The Protein Ontology (aka PR, sometimes known as PRO; NOT to be confused with ‘PRO’ entries in UniProt) includes a single first-class identifier/PURL for each nsp, for example nsp3 has CURIE PR:000050272 (http://purl.obolibrary.org/obo/PR_000050272). It has mappings to each of the two sequence-identical PRO chain IDs in UniProt. It also has distinct entries for the parent polyprotein, and it has meaningful ontologically encoded edges linking the two (SARS-CoV-2 protein ontology available from https://proconsortium.org/download/development/pro_sars2.obo)
Wikidata also does a good job of providing a single canonical identifier that is 1:1 with distinct proteins encoded by the SARS-CoV-2 genome (for example, the entry for nsp3 https://www.wikidata.org/wiki/Q87917581).

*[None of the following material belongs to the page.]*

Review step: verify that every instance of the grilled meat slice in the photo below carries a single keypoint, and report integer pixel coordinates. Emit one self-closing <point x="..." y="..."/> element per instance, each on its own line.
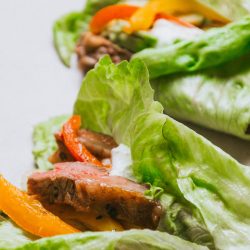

However, it is not as complete. Sadly it does not have mappings to either the protein ontology or the UniProt PRO chain IDs (remember: these are different!).
The big disadvantage of Wikidata and the Protein Ontology over the big major sequence databases is that they are not the big major sequence databases. They suffer a curation lag (one employing crowdsourcing, the other manual curation) whereas the main protein databases automate more albeit at the expense of quirks such as non-first-class IDs and duplicate IDs. Depending on the use case, this may not be a problem. Due to the importance of the SARS-CoV-2 proteome, sufficient resources were able to be marshalled on this effort. But will this scale if we want unique non-dupplicate IDs for all proteins in all coronaviruses – including all the different ones infecting bats and other hosts?
A compromise solution
When building KG-COVID-19 we needed to decide which IDs to use as canonical for SARS-CoV-2 genes and proteins. While our system is capable of working with alternate IDs (either normalizing during the KG build stage, or post build as part of a clique-merge step), it is best to avoid these. Mapping IDs can lead to either unintentional roll-ups (information about the cleavage product propagating up to the polyprotein) or worse, fanning-out (rolled up information then spreading to ‘sibling’ proteins); or if 1:1 is enforced the overall system is fragile.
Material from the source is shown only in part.